In September of this year, we launched Cleanshelf to help high-growth businesses better manage and optimize their software spend. We’re excited to tell you about it; but first, a bit of context.
Software-as-a-Service applications have had an inarguably positive impact on the way we work, and their inherent flexibility is a big driver of their success. A lot has been written about the consumerization of the enterprise, and the impact this has had on how software is bought and how it’s designed. B2B SaaS vendors must now continuously improve their products to keep their customers happy, without the long-term lock-in that traditional software vendors benefitted from for many years. As a result, companies using B2B software now enjoy greater purchasing flexibility and much-improved user experiences.
However, this modern way of selling and delivering software has brought with it a new set of challenges – and costs – to the same businesses that benefit from its flexibility. And, the consequences are real; software spend is one of the top expense categories for a high-growth business and also one of the most difficult to manage. $50 per user per month may sound inconsequential, but when you add that up across 50+ tools and dozens/hundreds/thousands of employees the cost implications of unused software become clear.
Before we go further, let’s first explore a few important facts:
1. SaaS is growing like a weed, and becoming more specialized
Enterprise SaaS adoption is growing tremendously - according to the Skyhigh Networks’ latest Cloud Adoption and Risk Report, the number of cloud services used by the average enterprise company has more than doubled in the past 2 years. Not only is SaaS growing as a whole, but it’s becoming increasingly specialized, which has landed us in the age of the “stack.” Take, for example, the sales organization of a B2B software company. Five years ago, a salesperson’s software stack likely consisted of Outlook and Salesforce, full stop. Fast forward to today, and that same salesperson has 10 different tools at her disposal, each designed to manage a specific micro-step of her sales process.* The number of tools and vendor relationships an organization needs to manage has grown exponentially.

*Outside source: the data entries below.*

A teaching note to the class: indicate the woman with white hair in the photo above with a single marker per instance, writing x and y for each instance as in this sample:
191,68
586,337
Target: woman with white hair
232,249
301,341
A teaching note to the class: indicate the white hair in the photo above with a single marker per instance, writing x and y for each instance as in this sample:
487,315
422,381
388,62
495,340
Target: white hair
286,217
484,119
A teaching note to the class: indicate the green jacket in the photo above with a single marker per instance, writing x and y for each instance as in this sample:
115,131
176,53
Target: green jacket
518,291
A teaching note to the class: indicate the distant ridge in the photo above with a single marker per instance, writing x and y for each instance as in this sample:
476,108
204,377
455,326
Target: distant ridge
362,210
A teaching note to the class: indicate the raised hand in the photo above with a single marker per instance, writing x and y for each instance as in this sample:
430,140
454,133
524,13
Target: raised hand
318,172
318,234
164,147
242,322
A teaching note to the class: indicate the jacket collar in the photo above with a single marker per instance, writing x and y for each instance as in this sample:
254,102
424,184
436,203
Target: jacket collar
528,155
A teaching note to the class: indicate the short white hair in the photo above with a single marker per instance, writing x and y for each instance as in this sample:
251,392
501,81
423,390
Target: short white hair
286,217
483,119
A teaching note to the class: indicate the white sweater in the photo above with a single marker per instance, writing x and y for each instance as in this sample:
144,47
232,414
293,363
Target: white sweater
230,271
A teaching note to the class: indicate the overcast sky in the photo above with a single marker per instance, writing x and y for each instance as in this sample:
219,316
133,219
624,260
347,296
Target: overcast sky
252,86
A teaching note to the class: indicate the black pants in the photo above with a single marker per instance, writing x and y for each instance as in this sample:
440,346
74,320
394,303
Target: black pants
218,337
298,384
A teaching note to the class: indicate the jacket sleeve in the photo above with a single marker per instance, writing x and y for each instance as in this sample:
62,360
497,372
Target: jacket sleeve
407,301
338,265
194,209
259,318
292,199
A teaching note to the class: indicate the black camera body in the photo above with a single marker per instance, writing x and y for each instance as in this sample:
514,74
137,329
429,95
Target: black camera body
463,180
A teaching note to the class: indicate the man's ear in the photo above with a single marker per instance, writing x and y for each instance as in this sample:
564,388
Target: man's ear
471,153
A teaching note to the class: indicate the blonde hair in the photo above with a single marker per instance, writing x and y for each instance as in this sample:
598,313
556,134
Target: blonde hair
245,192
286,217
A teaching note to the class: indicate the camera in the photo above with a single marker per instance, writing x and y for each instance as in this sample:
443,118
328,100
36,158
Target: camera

2. The SaaS purchasing process is decentralized
In the old days – that is, more than a couple years ago – nearly all software was purchased by a centralized IT/Finance/Procurement function. Not only was this group charged with keeping vendor costs down, but it also had visibility into the entire organization. Fast-forward to today, and anyone with a credit card in his pocket can buy the next tool that promises to help him perform his job better/faster. According to IBM/Gartner, 70% of SaaS purchases in the enterprise are made by the individual business unit. In high-growth, venture-backed companies this figure is likely closer to 100%. Moreover, it’s not uncommon for a company to have multiple contracts with a single software vendor, each negotiated and managed by a different department, resulting in missed opportunities for bulk discounts (not to mention causing massive headaches for the accounting folks that need to record all of this on the books). Getting the right software into employees’ hands quickly is a good thing; but this decentralized buying dynamic makes it increasingly difficult to manage the entire organization’s software assets, especially since personnel and business needs change often.
3. The SaaS purchasing dynamic makes it difficult to keep track of spend and usage
Unlike other major expense categories for an organization (e.g., payroll or rent) software expenses are spread across hundreds of transactions per month and dozens of lines in a company’s P&L. The result? Purchases are made on personal expense reports where that detail may not show up in the general ledger; LinkedIn Sales Navigator shows up as Recruiting expense. Unless you have stellar bookkeeping, which most high-growth businesses do not, tracking software spend using traditional accounting software is extremely difficult. Rarely is there a record of approvals or a repository of which licenses belong to which employees. More importantly, it is nearly impossible for an organization to understand the implied ROI it is getting on this software spend. Are we using all of the licenses we’ve purchased? Is this particular tool actually helping our employees do their jobs better and faster? Do we really need the Platinum Plan, when we’re only using the benefits of the Silver Plan? Did we ever cancel the Adobe license for Mike, the graphic designer who left 10 months ago?? These questions remain unanswered. In part, because finding the answer and addressing the issue requires a wild-goose-chase that most finance teams of high-growth business don’t have the time and resources to pursue.